- Born: Brian William Smith March 26, 1949 (age 77) London, England
- Genres: Rock, pop
- Occupation: Musician
- Instrument: Guitar
- Years active: 1967–present
- Formerly of: Trooper

= Brian Smith (Canadian musician) =

British–Canadian guitarist (born 1949)

Brian William Smith (born March 26, 1949) is a British–Canadian guitarist, known for being a founding member of the rock band Trooper.
== Life and career ==
=== Early life ===
Smith was born in London and emigrated to Canada in 1951.

Smith began performing on the guitar before he was fifteen years old. Some of his first gigs were playing with Don Geppert and Anne Attenborough in a band that played Hawaiian music. Within only one year, he was showing promise on the guitar. Smith graduated from Vancouver City College with a degree in Arts and Merchandising, but his love of music led him along another route. He is known as a guitarist and also as a co-writer of more than 100 songs, many of which have become hits.

=== Career ===
Smith has performed with Trooper along with Ra McGuire since 1975, when their first album was released, until their 2021 retirement. He currently resides in Langley, BC.

At the 1999 SOCAN Awards, Smith and songwriting partner Ra McGuire received SOCAN Classic Awards for "We're Here for a Good Time" and "Santa Maria", presented for songs that have received over 100,000 documented radio plays.

Smith received a third SOCAN Classic Award in 2005, for "Oh, Pretty Lady."

Smith and Trooper continued to tour and perform across Canada. As part of the Vancouver 2010 Winter Olympics festivities, Smith was featured when Trooper performed on February 21, 2010. Coverage of the event was broadcast in Canada and around the world on networks such as CTV and MuchMusic.

On November 19, 2012, Smith was presented with a SOCAN National Achievement Award, which is presented to artists who have had outstanding success, predominantly in the Canadian music industry, over the span of their career. He also received three SOCAN Classic Awards for "Raise A Little Hell", "General Hand Grenade", and "Janine", co-written with songwriting partner Ra McGuire. He was also nominated for the Composer of the year Juno award several times.
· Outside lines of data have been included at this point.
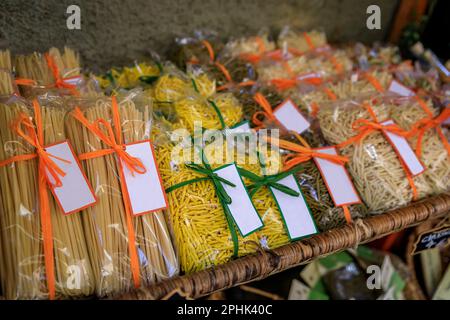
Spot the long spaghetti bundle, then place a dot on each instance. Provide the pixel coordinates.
(220, 111)
(24, 263)
(7, 86)
(106, 225)
(378, 173)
In May 2023, Trooper was inducted into the Canadian Music Hall of Fame and Smith received the Juno statuette as one of the inducted members.

=== Personal life ===
Brian and his wife Joanne have been married for 55 years together, he is three times grandfather and his granddaughters have inspired him to stay healthy and to continue creating.

=== Retirement ===

Quoted from their official Facebook group, as of November 8, 2021, the final two founding members are retiring:

We have some news. Ra and Smitty are officially retiring. They've already been *unofficially* retired for a year and a half, so they've just decided to continue not working, since they've realized that they're getting pretty good at it. They are both healthy and happy, they've just decided that this is the best time to step back from the road and enjoy the life that this unplanned time-off has dropped them into. It's been a difficult decision and today marks a bittersweet and emotional turning point in their lives. They send their love to all their fans, friends, and everyone with whom they've shared the joyous, rockin', love-filled cross-Canada party that is Trooper. They will sorely miss you all.

BUT HOLD ON ... If you've been looking forward to the next Trooper show, don't despair. Ra and Smitty have given their blessing to the rest of the band and crew to carry on as Trooper without them! More on this soon.

== Instrument collection ==

Smith has a large collection of vintage guitars, including the following:
- Fender Stratocaster
- 1974 Gibson Les Paul, which Smith played consistently throughout his career with Trooper.
- A Gretsch Guitar, formerly owned and played by Randy Bachman of Bachman–Turner Overdrive and The Guess Who. This guitar was also used for the guitar riff at the end of the Trooper hit "Round Round We Go".
- A Bill Lewis handbuilt guitar which Smith played mostly when Trooper was known as Applejack. Several times he was nominated for the Composer of the year Juno award.